Nevertheless, the Bar Council of India recognizes all law schools across the robust frontiers of the country. It requires four practical papers on – ‘Moot Court Exercise and Internship,’ ‘Drafting, Pleading and Conveyancing,’ ‘Professional Ethics and Professional Accounting System,’ and ‘Alternate Dispute Resolution.’

Let’s take, for example, the Narmada River Dam in Gujarat which demonstrates the conflict between development and community social justice lawyering. The Narmada Bachao Andolan (NBA) was started as an advocacy group to represent the interest of ‘to-be’ displaced people and their struggle for resettlement and rehabilitation. Despite several litigation and non-litigation measures, the Court verdict stood in no one’s favour. The Bhopal gas victims laid ajar an astonishing forefront for social justice– the missing political power and bargaining capacity of ‘newly’ graduated lawyers- it is perhaps the missing gap, in comparative advantage and economic growth. As its intentions proclaim stand out to produce successful court practitioners, however, the entire outcome of producing social engineers falls short of expectations. The curriculum is taught as an extension to substantive law classes, which meets unevenly with unorganized and unsystematic implementation, and is poorly designed to give experiential learning requirements- keeping law students at mere ‘observer’s eye status.’

Instead of law reforms, what we need is ‘collaborative’ and ‘rebellious advocacy’ for the upcoming generation of law graduates, inducted into practice. To enable them to make informed decisions about choosing from a wide range of legal and non-legal mechanisms to further community agenda, and merely not mirror them and their needs. The missing essence is that of the underlying economic and political situations which do not materialize into effective collective bargaining agents in the democratic political process. Political subordination and political suppression set the perfect stage for community-lawyering to thrive and has worked wonders for ‘greatest activist’ like personalities such as– B.R.Amdbedkar, Mohandas K. Gandhi, and Jawaharlal Nehru.
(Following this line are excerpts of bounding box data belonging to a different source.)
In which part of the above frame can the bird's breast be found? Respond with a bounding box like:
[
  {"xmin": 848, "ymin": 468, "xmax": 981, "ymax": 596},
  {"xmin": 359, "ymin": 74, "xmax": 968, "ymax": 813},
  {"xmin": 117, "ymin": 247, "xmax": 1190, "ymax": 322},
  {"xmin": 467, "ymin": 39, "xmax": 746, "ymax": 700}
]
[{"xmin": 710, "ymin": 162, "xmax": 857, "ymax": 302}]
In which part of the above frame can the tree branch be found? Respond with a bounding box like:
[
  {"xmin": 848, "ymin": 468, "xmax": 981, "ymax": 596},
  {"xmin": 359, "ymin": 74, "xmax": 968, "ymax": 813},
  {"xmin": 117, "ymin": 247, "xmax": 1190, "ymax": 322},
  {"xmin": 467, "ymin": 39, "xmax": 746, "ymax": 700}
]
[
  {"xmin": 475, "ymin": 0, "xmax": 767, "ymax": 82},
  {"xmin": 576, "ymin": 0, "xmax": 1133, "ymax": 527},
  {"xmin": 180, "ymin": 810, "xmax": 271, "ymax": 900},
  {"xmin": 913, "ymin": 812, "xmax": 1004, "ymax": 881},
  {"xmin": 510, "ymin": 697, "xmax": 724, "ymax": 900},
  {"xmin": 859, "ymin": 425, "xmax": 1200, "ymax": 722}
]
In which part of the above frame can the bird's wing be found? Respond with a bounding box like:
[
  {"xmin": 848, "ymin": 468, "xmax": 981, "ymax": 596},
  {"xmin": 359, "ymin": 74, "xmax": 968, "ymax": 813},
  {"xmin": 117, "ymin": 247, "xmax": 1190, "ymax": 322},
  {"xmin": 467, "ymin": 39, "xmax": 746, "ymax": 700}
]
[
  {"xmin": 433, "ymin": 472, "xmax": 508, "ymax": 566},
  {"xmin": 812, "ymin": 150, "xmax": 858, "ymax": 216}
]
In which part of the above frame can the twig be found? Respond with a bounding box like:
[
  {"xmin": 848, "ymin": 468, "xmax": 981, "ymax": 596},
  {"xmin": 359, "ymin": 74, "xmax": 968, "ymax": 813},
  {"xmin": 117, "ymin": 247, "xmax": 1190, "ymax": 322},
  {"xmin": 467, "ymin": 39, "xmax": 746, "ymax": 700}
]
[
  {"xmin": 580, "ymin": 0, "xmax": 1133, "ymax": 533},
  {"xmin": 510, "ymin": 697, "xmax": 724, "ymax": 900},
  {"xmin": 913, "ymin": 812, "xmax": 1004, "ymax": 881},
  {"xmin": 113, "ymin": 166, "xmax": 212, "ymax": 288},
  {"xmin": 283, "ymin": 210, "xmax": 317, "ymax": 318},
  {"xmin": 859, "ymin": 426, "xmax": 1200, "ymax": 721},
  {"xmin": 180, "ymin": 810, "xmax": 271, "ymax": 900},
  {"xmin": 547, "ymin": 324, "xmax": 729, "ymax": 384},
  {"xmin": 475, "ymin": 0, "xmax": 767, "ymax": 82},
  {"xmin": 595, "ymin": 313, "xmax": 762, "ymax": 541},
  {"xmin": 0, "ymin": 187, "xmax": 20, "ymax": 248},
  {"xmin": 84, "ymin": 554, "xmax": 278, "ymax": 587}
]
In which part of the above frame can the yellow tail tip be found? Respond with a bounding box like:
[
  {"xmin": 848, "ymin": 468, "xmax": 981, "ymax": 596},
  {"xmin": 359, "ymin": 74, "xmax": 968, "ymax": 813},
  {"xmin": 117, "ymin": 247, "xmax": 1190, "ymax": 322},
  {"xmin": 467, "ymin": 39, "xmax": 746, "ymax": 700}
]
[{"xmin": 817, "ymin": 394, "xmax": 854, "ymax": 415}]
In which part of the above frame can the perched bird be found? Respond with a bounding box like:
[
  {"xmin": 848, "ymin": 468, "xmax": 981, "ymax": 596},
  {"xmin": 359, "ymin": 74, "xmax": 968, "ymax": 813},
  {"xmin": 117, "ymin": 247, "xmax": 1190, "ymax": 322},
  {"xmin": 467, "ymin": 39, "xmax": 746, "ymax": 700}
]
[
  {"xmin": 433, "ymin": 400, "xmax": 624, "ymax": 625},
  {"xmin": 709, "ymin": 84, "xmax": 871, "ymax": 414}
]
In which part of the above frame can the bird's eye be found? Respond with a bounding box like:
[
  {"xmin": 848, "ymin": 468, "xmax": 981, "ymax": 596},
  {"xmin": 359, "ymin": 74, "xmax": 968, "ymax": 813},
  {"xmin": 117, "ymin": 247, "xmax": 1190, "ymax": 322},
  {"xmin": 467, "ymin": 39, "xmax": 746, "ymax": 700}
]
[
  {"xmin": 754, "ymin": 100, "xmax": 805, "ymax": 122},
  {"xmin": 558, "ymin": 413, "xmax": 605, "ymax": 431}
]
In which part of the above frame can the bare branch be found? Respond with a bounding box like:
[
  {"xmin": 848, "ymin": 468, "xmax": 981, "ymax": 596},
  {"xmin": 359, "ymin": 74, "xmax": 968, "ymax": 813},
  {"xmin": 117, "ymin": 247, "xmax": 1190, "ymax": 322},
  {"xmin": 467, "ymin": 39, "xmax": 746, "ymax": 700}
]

In fact, successful social movements do not necessarily need a lawyer at all the answer lies in non-traditional legal approaches, unfamiliar and distant to community-lawyering strategies because it is dichotomous, lying between legal and political strategies. It is revealed in one of the U.S. most powerful watershed movements of all time- The Stonewall Riots, the impact and legacy of which is celebrated worldwide. It has maintained its influence on America’s LGBTQ community, the civil rights movement, and American politics in general. Stonewall riots did not emerge as a planned ‘non-litigation’ measure. In the early hours of June 28, 1969, an unexpected Stonewall Inn raid sparked a riot when bar patrons and neighbourhood residents roughly agitated against the police crackdown.

Therefore, what we can gather as social justice initiatives is that- popular cultural ethos and political dilemmas which move the larger masses go unnoticed and unfelt in a typical law school environment. In the end, it’s really about garnering political power at its immediacy, when it calls, to strike with powerful blows at the adverse interests of some sycophant political bureaucrat in mainstream mass propaganda. In a country setting like that of India, where there is diversity in every aspect of the Nation- social, economic, political, cultural, religious, and linguistic- it’s hard to keep constituencies from not conflicting with one another, let alone furthering a cause-lawyering. What we need is a ‘political mass-spectre’ to heal the social welfare mechanism. Such a situation calls for political game-changing power-pawning across different constituencies, where community lawyering strategies are taken up where they are needed. And as for those court-based litigation mechanisms, it’s as if pigs could fly!

Disclaimer: The views and opinions expressed are those of the author. They are for informational purposes only and do not reflect the official policy or position of UCL SPBC.